# USB 2.0 Drive Mate Issue



## lempo (Jan 28, 2011)

I am running a dell E4300 with OS windows 7 32 bit. Recently my other laptop started giving me a blue screen immediately upon start up so I decided to use a USB 2.0 Drive Mate to retrieve data from the old harddrive. Whenever I plug in the device I get a green light on the device but my harddrive is not recongized on my computer at all. I was curious if anyone knew why this was happeneing and how to resolve it. Thanks for any help anyone can provide.


----------



## JimE (Apr 16, 2009)

Two possibilities: One - the USB adapter (which should include a data and power cable) is faulty. Two - the HDD is faulty.


----------



## lempo (Jan 28, 2011)

Thanks for the reply. Some more information regarding the issue. I took the unit to my work and tried using the usb ports on my docking station (not sure if this would be the correct way to check to see if the USB port is the problem) to see if another port would work (couldn't do this on the E4300 since it only provides one usb port). None of the other ports recongized the drive and it did the same thing as before (green light on the unit nothing more). 

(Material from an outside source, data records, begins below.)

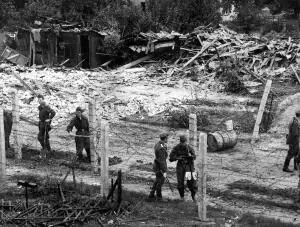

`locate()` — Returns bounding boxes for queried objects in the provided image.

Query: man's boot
[77,153,84,162]
[148,190,155,199]
[156,188,163,201]
[148,183,156,199]
[178,188,185,201]
[86,149,91,163]
[191,192,197,202]
[283,159,293,172]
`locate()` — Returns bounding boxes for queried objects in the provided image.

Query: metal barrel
[207,130,237,152]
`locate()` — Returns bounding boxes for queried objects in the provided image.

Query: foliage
[1,0,222,35]
[22,0,63,23]
[222,0,300,18]
[223,0,264,33]
[217,59,247,93]
[147,0,221,33]
[0,0,19,28]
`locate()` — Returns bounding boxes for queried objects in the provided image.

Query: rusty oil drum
[207,130,237,152]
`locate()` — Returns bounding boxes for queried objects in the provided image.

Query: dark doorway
[80,35,90,68]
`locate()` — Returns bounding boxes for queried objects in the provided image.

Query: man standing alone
[148,133,169,200]
[37,95,56,155]
[284,110,300,172]
[67,107,91,162]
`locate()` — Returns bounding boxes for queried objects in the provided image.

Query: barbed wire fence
[1,82,300,223]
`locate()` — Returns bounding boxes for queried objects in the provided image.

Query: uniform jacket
[169,142,196,172]
[287,117,300,144]
[67,115,90,135]
[38,105,56,122]
[153,140,168,173]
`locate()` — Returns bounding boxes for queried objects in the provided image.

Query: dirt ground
[2,68,300,226]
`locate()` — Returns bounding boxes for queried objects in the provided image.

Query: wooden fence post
[88,97,97,171]
[11,90,21,159]
[0,82,6,183]
[197,132,207,221]
[251,80,272,144]
[100,120,109,197]
[189,114,197,150]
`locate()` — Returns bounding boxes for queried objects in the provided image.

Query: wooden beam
[189,114,197,151]
[291,65,300,84]
[101,120,109,197]
[182,39,217,69]
[118,55,152,70]
[197,132,207,221]
[251,80,272,144]
[11,90,21,159]
[88,96,97,172]
[10,71,38,97]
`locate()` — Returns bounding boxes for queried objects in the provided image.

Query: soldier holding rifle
[169,135,197,201]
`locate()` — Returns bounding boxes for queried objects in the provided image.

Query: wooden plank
[251,80,272,144]
[182,39,217,69]
[6,54,19,60]
[197,132,207,221]
[10,71,38,97]
[154,41,175,50]
[118,55,152,70]
[291,65,300,84]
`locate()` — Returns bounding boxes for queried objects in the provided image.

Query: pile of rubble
[0,63,190,127]
[178,24,300,81]
[128,24,300,87]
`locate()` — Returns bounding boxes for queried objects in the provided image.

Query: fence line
[2,83,300,221]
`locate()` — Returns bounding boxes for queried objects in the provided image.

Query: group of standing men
[37,95,91,162]
[149,133,198,201]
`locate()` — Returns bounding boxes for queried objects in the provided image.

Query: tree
[147,0,221,33]
[0,0,19,28]
[223,0,300,18]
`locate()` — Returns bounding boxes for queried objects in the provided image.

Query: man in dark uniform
[4,110,12,150]
[169,135,197,201]
[66,107,91,162]
[37,95,56,154]
[284,109,300,172]
[148,133,169,200]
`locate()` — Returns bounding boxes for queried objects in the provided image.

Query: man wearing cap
[284,109,300,172]
[148,132,169,200]
[37,95,56,155]
[169,135,197,201]
[67,107,91,162]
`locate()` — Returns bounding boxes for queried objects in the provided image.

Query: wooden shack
[17,27,106,68]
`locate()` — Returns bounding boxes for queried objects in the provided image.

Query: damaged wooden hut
[14,26,107,68]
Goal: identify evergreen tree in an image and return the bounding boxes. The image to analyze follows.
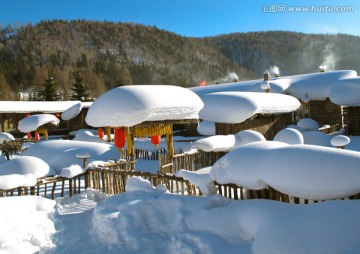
[70,71,89,101]
[39,73,60,101]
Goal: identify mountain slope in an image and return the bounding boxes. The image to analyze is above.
[1,20,360,100]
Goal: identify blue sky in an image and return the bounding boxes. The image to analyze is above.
[1,0,359,37]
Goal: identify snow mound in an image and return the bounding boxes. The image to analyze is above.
[18,114,60,132]
[210,141,360,200]
[273,128,304,145]
[91,187,360,254]
[234,130,266,148]
[61,102,82,120]
[86,85,204,127]
[59,164,85,178]
[297,118,319,131]
[0,132,15,143]
[197,121,216,136]
[331,135,350,147]
[192,135,235,152]
[0,174,37,190]
[0,156,55,177]
[176,169,217,196]
[0,196,56,253]
[302,131,332,147]
[21,140,119,174]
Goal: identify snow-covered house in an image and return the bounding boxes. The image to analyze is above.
[85,85,204,161]
[191,70,357,133]
[0,101,92,137]
[329,77,360,135]
[197,92,300,139]
[284,70,356,129]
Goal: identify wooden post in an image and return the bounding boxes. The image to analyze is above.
[106,127,112,142]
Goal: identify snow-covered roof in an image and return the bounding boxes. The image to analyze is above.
[285,70,357,100]
[61,102,82,120]
[0,101,91,113]
[190,77,293,96]
[199,92,300,123]
[85,85,204,127]
[190,70,357,101]
[18,114,60,132]
[329,77,360,106]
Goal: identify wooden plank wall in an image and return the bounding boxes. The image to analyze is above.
[309,99,342,127]
[343,106,360,135]
[215,114,292,140]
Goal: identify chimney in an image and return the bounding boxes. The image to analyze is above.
[319,65,326,72]
[263,72,270,81]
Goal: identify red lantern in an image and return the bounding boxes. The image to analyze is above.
[26,132,32,139]
[98,128,104,139]
[35,133,40,142]
[114,128,126,149]
[151,135,161,147]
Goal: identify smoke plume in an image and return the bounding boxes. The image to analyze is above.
[319,44,337,71]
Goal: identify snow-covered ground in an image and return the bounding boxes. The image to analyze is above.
[2,76,360,253]
[1,128,360,254]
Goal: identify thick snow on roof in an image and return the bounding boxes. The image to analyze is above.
[284,70,357,100]
[61,102,82,120]
[0,101,88,113]
[86,85,204,127]
[199,92,300,123]
[329,77,360,106]
[190,77,293,96]
[18,114,60,132]
[191,70,357,101]
[210,141,360,200]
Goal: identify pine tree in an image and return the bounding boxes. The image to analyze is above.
[39,73,60,101]
[70,71,89,101]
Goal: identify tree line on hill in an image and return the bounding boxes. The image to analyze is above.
[1,20,360,101]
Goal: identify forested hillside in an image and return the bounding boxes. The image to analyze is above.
[205,31,360,76]
[0,20,360,100]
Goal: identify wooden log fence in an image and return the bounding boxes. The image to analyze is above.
[0,174,85,199]
[215,183,360,204]
[159,150,224,174]
[85,168,202,196]
[122,148,167,161]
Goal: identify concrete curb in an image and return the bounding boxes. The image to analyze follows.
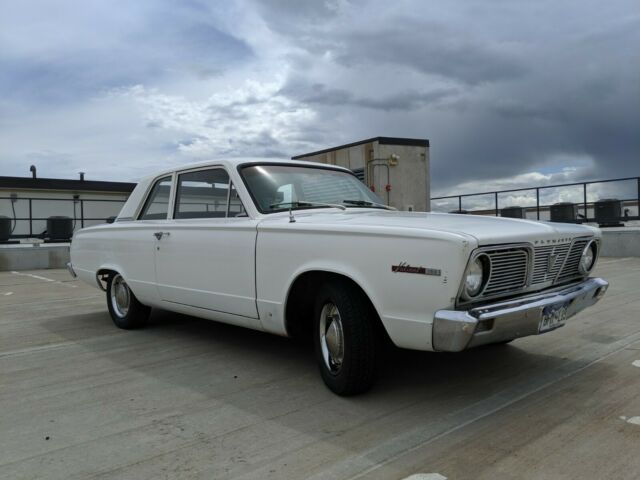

If it helps some additional information regarding my broken harddrive. Whenever I tried to boot up from the hard drive it start to load (happens on all screens safe mode, debugger, normal boot you name it and I've tried) and then after about 20 seconds crashes. When I attempt to use the repair program it fails saying something about error 0X000007E (pretty sure this is the right error I can plug it back into the other laptop and attempt a boot to verify tonight). From what I have read so far it seems that the general way to attempt fixing this error is to use your windows 7 OS cd to reformat the drive but before trying this I was hoping of retrieving any vaulable data.


----------



## JimE (Apr 16, 2009)

Regardless of the "error"...if the drive isn't recognized on multiple PC's, there is a hardware issue.

If the HDD was fine, then after connecting it to another PC, Windows would recognize it and allow you to browse the drive.


----------